Netflix's Crip Camp Doc Is Just the Beginning of the Story — Here's What to Know

CRIP CAMP, James Lebrecht, co-director, disability rights activist and former camper, 2020.  Netflix / Courtesy Everett Collection

If you loved the 2019 documentary American Factory, then you're likely going to enjoy the latest Barack and Michelle Obama-produced documentary for Netflix, Crip Camp. The film tells the story of Camp Jened, a summer camp created for teenagers with disabilities, and it follows those campers from the 1970s through subsequent years, as those campers left the camp inspired to fight for their civil rights. Many of the campers went on to became dedicated activists, and their efforts helped to create anti-discrimination laws for Americans with disabilities. Here's everything you should know about the real Camp Jened and its mission.

What Was Camp Jened?

Founded in 1951, Camp Jened was designed for campers with disabilities and located at the foot of Hunter Mountain in the Catskills of New York, just a few miles south of where Woodstock took place. As well as fostering a sense of community and offering a boost of confidence for those who didn't have the same opportunities and abilities as other campers, the camp eventually helped ignite the American disability rights movement in the 1970s. At home, the law didn't offer any protections or guarantees of equality for the disabled, but at Camp Jened, campers who'd often been excluded from many normal childhood activities and institution were given a place where their disabilities didn't define them.

Who Is Jim LeBrecht?

As well as serving as a director and producer for the film alongside Nicole Newnham, Jim LeBrecht was a former camper at Camp Jened himself. LeBrecht was born with spina bifida, which occurs when the spine and spinal cord don't form properly. At Jened, LeBrecht found a haven where he was treated like any other camper. "Before I went to this camp, I'd gone to some other summer camps for the handicapped, and you were really infantilized," he explained to Deadline. "Here, the counselors slept in the same bunk with you, there's music playing all the time, and there was just this spirit in the air that I'd never experienced before."

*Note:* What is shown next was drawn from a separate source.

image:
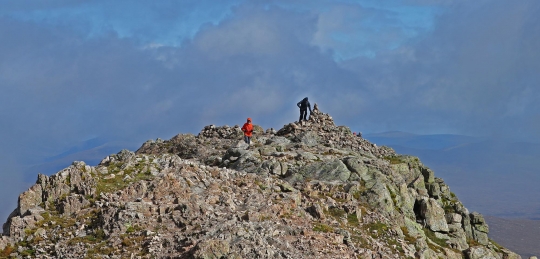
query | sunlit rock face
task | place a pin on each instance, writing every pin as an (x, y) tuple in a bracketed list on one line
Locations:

With more than 35 years of experience as a film and theatre sound designer and mixer, LeBrecht has always wanted to find a way to tell the story of his time at Jened. He suggested the idea of a film to Newnham, whom he'd worked with for 15 years doing the sound design and mixing on her documentaries. Some of the footage seen in the film was even recorded by LeBrecht himself as a 15-year-old in 1971 when NYC videographers showed up at the camp with portable video cameras. "They strapped this heavy video deck to the handlebars of my wheelchair and handed me a camera and someone pushed me around camp," LeBrecht recalled to The Hollywood Reporter and luckily, he and Newnham were able to recover that footage.

Who Is Judy Heumann?

Another important figure in the film is American disability rights activist Judy Heumann, who was a former Jened camper and, later, a camp counselor. Heumann contracted polio at 18 months, leaving her wheelchair bound, and like LeBrecht, Jened allowed Heumann to connect with others about the disabled experience. She went on to become a major force in the fight for civil rights, and in 1970, she sued the Board of Education on the basis of discrimination after she denied her New York teaching licence. She won, and she became the first wheelchair user to teach in NYC. That same year, Heumann and some of her Jened friends founded Disabled in Action, an organisation focussed on protecting people with disabilities under civil rights laws through political protest.

While serving as a legislative assistant to the chairperson of the US Senate Committee on Labour and Public Welfare in 1974, Heumann helped develop legislation that became the Individuals with Disabilities Education Act. Three years later, when the US Secretary of Health, Education and Welfare refused to sign the Section 504 of the Rehabilitation Act of 1973, Heumann helped organise the historic 504 Sit-In at the San Francisco Office, which lasted for a total of 28 days. Later on, Heumann served as a special adviser under President Barack Obama.